Gradient descent is an optimization procedure where we start with an initial estimate for our parameters, \(\theta^{(0)}\). We then repeatedly apply the following update to get \(\theta^{(1)}, \theta^{(2)}, \ldots\):

\[ \theta^{(t+1)} = \theta^{(t)} - \alpha \nabla_\theta \ell(\theta^{(t)}, y) \]

Here, \(\alpha\) is a learning rate (typically a small positive number, also sometimes called a step size), and \(y\) is the data we observed. In stochastic gradient descent, instead of computing the gradient using all of our data, we divide our data into batches, and at each iteration, compute the gradient on one batch in sequence.

This means that we must compute the gradient at every single iteration. So, anything we can do to compute gradients faster and more efficiently will make our entire optimization process faster and more efficient.

Gradients and Backpropagation#

Backpropagation is an algorithm for efficiently computing gradients by applying the chain rule in an order designed to avoid redundant computation. To see how it works, we’ll consider a very simple loss function of three variables. We’ll compute the gradient manually using the chain rule, and then we’ll see how backpropagation can do the same computation more efficiently.

Computing gradients with the chain rule#

Consider a very simple loss function involving three variables, \(a\), \(b\), and \(c\):

\[ L(a, b, c) = (a + 3b)c^2 \]

We can compute the partial derivatives with respect to \(a\), \(b\), and \(c\). To make it a little clearer when and where we’re using the chain rule, let \(q = a+3b\) and \(r = c^2\), so that \(L = qr\). The partial derivatives are:

\[\begin{split} \begin{align*} \frac{\partial L}{\partial a} &= \frac{\partial L}{\partial q}\cdot\frac{\partial q}{\partial a} = c^2 \cdot 1 \\ \frac{\partial L}{\partial b} &= \frac{\partial L}{\partial q}\cdot\frac{\partial q}{\partial b} = c^2 \cdot 3 \\ \frac{\partial L}{\partial c} &= \frac{\partial L}{\partial r}\cdot\frac{\partial r}{\partial c} = (a+3b) \cdot 2c \end{align*} \end{split}\]

Even in this simple example, we can see that there was some redundant work involved: in doing this computation, we needed to compute \(\frac{\partial L}{\partial q} = c^2\) twice.

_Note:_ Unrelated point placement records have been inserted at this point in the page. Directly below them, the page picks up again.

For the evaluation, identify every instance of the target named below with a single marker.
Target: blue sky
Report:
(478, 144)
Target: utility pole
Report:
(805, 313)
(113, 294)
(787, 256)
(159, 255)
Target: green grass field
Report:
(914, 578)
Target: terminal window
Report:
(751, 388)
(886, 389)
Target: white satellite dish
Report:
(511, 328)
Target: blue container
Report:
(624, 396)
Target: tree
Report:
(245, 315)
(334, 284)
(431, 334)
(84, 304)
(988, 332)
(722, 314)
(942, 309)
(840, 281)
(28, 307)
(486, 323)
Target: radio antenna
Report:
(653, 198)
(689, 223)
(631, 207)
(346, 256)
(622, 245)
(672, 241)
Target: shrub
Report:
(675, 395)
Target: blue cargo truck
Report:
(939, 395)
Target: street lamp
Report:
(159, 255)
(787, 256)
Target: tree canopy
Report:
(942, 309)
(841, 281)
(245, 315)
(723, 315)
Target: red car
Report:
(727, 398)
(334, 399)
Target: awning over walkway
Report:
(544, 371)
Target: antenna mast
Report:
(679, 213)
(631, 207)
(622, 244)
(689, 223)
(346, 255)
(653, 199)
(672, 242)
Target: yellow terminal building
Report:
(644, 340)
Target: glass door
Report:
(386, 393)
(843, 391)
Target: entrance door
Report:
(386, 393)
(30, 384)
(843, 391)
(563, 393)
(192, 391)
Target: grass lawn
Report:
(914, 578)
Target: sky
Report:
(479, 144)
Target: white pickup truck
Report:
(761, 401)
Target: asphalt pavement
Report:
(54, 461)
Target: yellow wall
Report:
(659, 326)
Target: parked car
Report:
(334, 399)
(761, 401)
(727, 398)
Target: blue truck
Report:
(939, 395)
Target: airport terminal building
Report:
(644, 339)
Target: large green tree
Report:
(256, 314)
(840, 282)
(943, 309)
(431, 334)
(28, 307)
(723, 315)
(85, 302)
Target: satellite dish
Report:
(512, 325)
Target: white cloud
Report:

In a more complicated expression, especially one with many nested function calls, the redundant work would become much worse. Backpropagation gives us a way to compute these gradients more efficiently.

Backpropagation: an example#

Instead of representing the computation as an algebraic expression, let’s express it as a computation graph. This is a visual representation of the mathematical expression:

Given specific numerical values for \(a\), \(b\), and \(c\), backpropagation is an efficient way to compute the loss and the gradient (i.e., all the partial derivatives), with no redundant computation.

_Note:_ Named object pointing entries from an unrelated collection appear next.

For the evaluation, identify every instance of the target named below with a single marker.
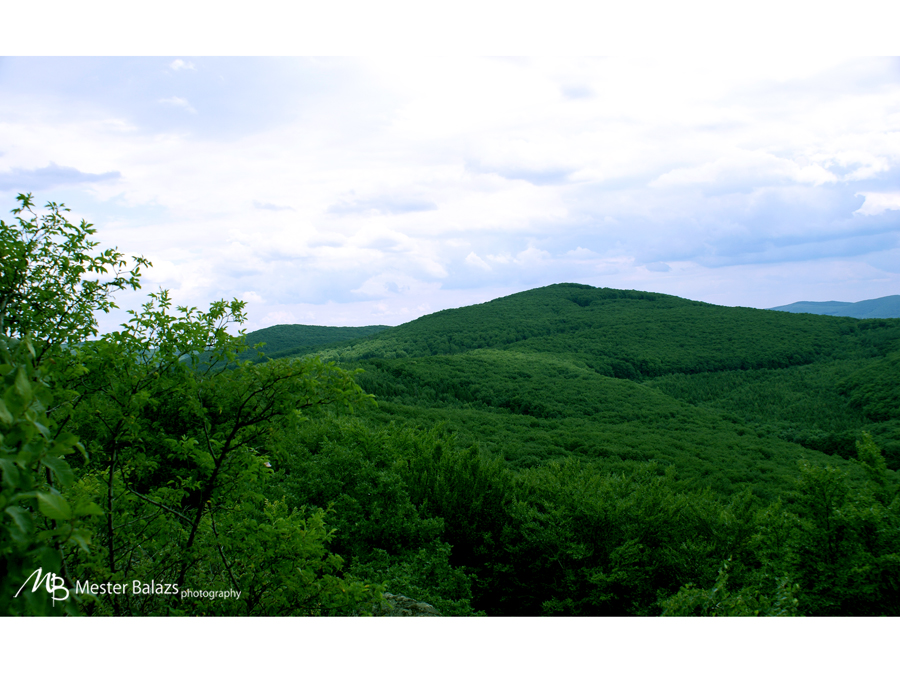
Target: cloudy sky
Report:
(374, 190)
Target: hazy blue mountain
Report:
(884, 307)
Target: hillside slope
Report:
(883, 307)
(730, 397)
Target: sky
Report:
(359, 190)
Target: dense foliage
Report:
(564, 451)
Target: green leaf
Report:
(5, 416)
(10, 473)
(88, 509)
(21, 517)
(54, 506)
(61, 470)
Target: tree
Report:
(176, 430)
(51, 282)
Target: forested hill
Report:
(631, 334)
(291, 340)
(730, 396)
(883, 307)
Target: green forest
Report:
(568, 450)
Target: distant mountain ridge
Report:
(883, 307)
(293, 340)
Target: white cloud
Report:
(877, 203)
(385, 171)
(178, 64)
(175, 101)
(474, 260)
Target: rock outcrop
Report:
(404, 606)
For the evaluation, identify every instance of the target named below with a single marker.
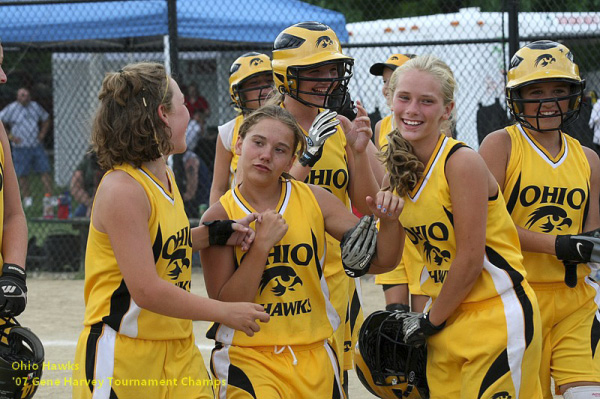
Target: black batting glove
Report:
(580, 248)
(323, 126)
(219, 231)
(416, 327)
(13, 290)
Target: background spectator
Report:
(195, 102)
(84, 183)
(28, 124)
(195, 130)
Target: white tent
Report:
(478, 67)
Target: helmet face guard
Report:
(540, 62)
(239, 95)
(21, 361)
(517, 105)
(336, 92)
(397, 370)
(243, 69)
(303, 47)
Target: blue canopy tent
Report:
(127, 25)
(88, 39)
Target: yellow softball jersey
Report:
(386, 126)
(293, 288)
(428, 221)
(331, 173)
(107, 297)
(547, 194)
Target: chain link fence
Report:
(60, 50)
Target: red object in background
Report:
(63, 211)
(356, 212)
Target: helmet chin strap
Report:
(582, 392)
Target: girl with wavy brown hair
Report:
(137, 340)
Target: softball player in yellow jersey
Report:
(396, 284)
(250, 84)
(551, 184)
(284, 270)
(482, 327)
(13, 231)
(137, 340)
(309, 77)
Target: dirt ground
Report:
(55, 313)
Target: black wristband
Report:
(10, 269)
(397, 307)
(219, 231)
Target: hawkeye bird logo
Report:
(256, 61)
(544, 60)
(284, 278)
(553, 215)
(438, 256)
(324, 41)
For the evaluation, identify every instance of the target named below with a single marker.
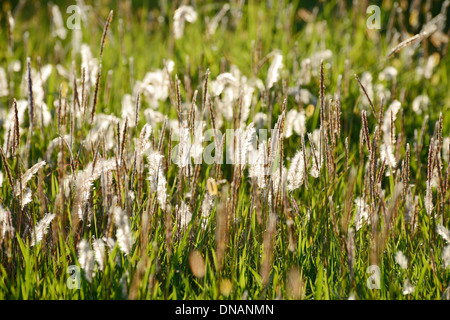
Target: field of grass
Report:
(334, 139)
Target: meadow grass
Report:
(366, 162)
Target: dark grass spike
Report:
(97, 84)
(305, 171)
(367, 96)
(178, 95)
(16, 127)
(8, 171)
(30, 94)
(105, 32)
(136, 112)
(366, 131)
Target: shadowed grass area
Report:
(331, 197)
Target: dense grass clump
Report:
(224, 150)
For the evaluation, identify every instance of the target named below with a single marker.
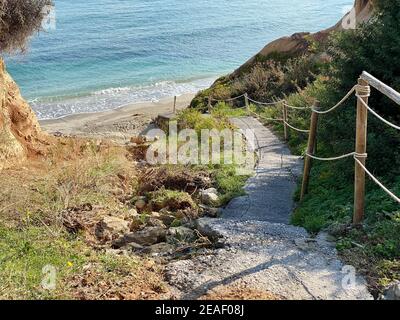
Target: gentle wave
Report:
(113, 98)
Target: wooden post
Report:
(285, 117)
(312, 138)
(361, 148)
(175, 105)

We start by computing the loss itself. This involves just doing the computations specified by the graph, denoted by the blue numbers above the arrows:

Next, let’s notice that when we did the calculations in the previous section to find the gradient, most of our expressions started at the loss, then, using the chain rule, computed partial derivatives with respect to things like \(q\) and \(r\). Let’s try to write these partial derivatives on the graph, and see if we can use them to keep working backwards.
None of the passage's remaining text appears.